Parts of the UK battered by Storm Ophelia

Parts of the UK battered by Storm Ophelia
Parts of the UK remain in the grip of high-speed winds which are causing travel disruption as Storm Ophelia continues to sweep through the country.

As winds tear in from Ireland – which took the brunt of the battering on Monday – areas of Scotland are now experiencing testing conditions, with Dumfries and Galloway recording of gusts up to 77mph on Tuesday.

Flood warnings are also in place on Scotland’s west coast, while parts of northern England experienced rush hour problems with fallen trees and challenging road conditions.

MORE ADVICE: How to drive safely in windy weather

On Monday in Ireland, three people died in hurricane-force winds and hundreds of thousands were left without power.

Then at around 4am on Tuesday morning, the front of a block of flats was brought down in high winds as the storm hit Scotland. The block in south Glasgow had been earmarked for partial demolition.

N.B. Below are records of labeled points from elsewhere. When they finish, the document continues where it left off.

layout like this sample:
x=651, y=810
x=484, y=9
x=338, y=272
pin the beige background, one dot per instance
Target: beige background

A day earlier in Glasgow a lorry was overturned due to high winds, leading to huge tailbacks on the M77.

Later in Cumbria, part of the roof of a stand at National League team Barrow AFC was also ripped off by the wind.

Signs of further impact had begun to emerge ahead of Tuesday rush hour, as train operator Northern reported several trees blocking its line between Halifax and Bradford Interchange in West Yorkshire.

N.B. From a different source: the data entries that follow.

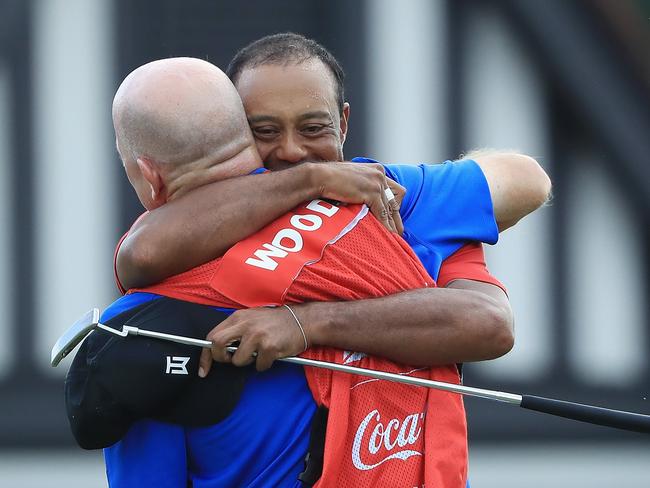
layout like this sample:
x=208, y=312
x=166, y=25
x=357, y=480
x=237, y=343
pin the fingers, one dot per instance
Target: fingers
x=205, y=362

There was a further report of a landslip on the line and commuters were warned poor road conditions could further hit rail replacement services.

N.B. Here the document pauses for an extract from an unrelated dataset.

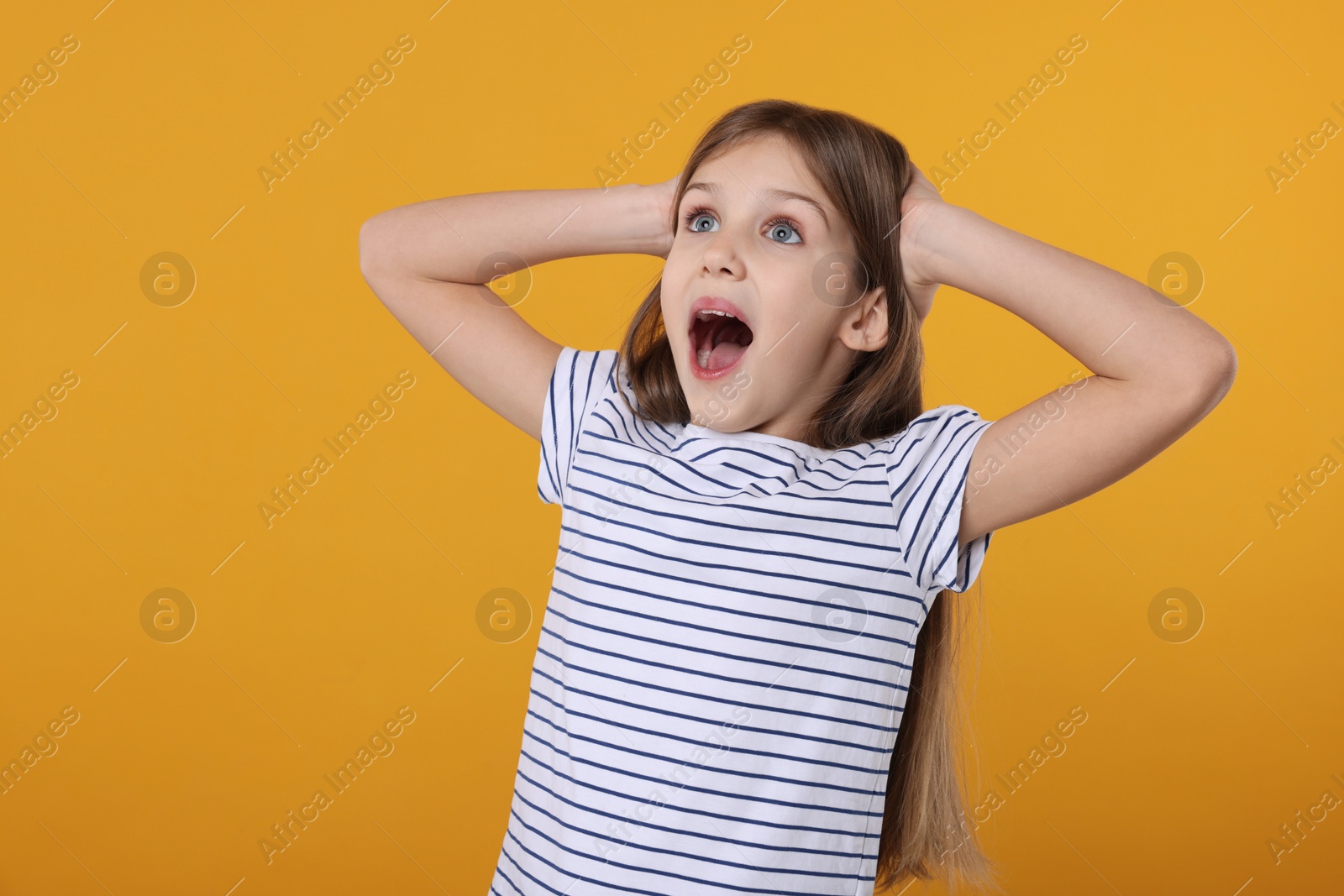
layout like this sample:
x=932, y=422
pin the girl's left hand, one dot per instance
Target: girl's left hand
x=918, y=203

Northern Ireland, southwest Scotland, northwest England and northwest Wales are now no longer covered by the warning, but south west Scotland, parts of north east England and Yorkshire are still subject.

IN OTHER NEWS: Government ‘failing to protect people from air pollution’

Met Office forecaster Steven Keates said commuters should continue to expect “very gusty conditions”, with winds of up to 70mph.

He said: “The strong winds will continue but should moderate a little bit compared to what we have seen.

“There's still a risk of gales and it's still strong enough to cause disruption, but a little bit down on what we have seen.”